Architect, maintain, and scale containerized AI services deployed to Kubernetes, with emphasis on Azure Kubernetes Service (AKS).
Design orchestration layers that manage model calls, downstream services, retries, rate limits, and failure handling.
Optimize system performance under load, including horizontal scaling, autoscaling policies, resource management, and cost control.
Implement WebSocket or real-time client communication patterns for interactive AI applications.
Contribute to infrastructure-as-code and CI/CD practices for AI service deployment, collaborating with CloudOps, DevOps, and application engineering teams to ensure reliability, availability, and operational standards are met.
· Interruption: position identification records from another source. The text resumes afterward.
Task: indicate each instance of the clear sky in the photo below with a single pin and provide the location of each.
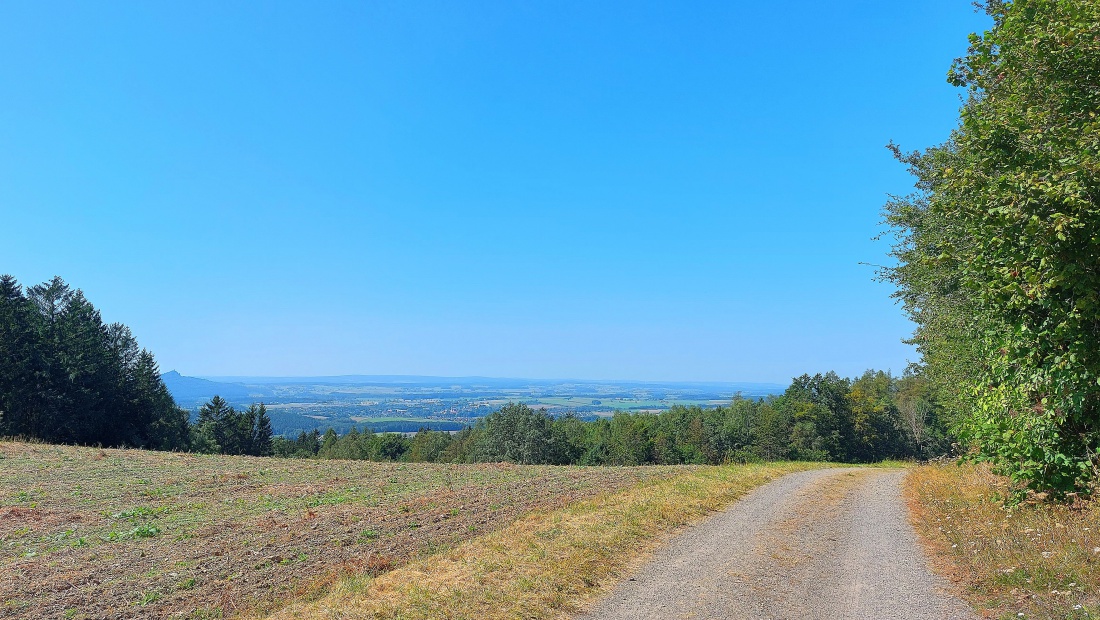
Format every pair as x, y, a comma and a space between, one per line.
648, 190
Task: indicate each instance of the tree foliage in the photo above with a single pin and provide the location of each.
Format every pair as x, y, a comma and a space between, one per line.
67, 377
820, 418
999, 252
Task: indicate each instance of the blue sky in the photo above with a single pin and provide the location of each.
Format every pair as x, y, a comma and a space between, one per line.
646, 190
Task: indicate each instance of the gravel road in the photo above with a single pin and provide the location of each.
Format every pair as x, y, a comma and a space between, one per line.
828, 543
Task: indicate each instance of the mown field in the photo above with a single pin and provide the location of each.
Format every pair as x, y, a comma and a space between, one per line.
98, 533
1036, 560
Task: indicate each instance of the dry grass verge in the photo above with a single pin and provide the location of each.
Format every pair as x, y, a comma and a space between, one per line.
1033, 561
547, 564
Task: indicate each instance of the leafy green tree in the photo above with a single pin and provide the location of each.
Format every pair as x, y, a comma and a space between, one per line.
998, 251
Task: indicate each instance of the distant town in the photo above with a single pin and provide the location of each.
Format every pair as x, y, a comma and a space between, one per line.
406, 403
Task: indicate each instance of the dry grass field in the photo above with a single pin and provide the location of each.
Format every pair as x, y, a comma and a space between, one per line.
1033, 561
102, 533
127, 533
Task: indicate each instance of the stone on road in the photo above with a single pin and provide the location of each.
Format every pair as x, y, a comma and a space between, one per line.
828, 543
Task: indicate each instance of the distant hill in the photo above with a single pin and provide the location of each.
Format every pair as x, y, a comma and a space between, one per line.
191, 391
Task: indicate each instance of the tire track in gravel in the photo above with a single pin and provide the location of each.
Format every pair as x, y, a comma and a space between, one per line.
827, 543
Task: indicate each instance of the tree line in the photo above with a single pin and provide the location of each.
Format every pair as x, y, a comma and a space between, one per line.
68, 377
998, 254
818, 418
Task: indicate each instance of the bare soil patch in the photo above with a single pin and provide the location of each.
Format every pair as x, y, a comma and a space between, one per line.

Partner with Product and business stakeholders to translate projected traffic, adoption, and growth targets into scalable technical architectures and capacity plans and debug production level issues as needed.
Requirements
3-5 years of software engineering experience with strong fundamentals in object-oriented programming, design patterns, and distributed system design.
Professional experience in Python, C#, Java, or a similar language used in production systems.
Strong hands-on experience with containerization (Docker) and Kubernetes-based orchestration (AKS preferred).
Experience integrating AI/LLM workloads into enterprise-grade distributed systems.
Experience designing APIs and backend systems that support high concurrency and real-time interactions.
Experience designing event-driven architectures using messaging systems (Azure Service Bus, RabbitMQ, SQS).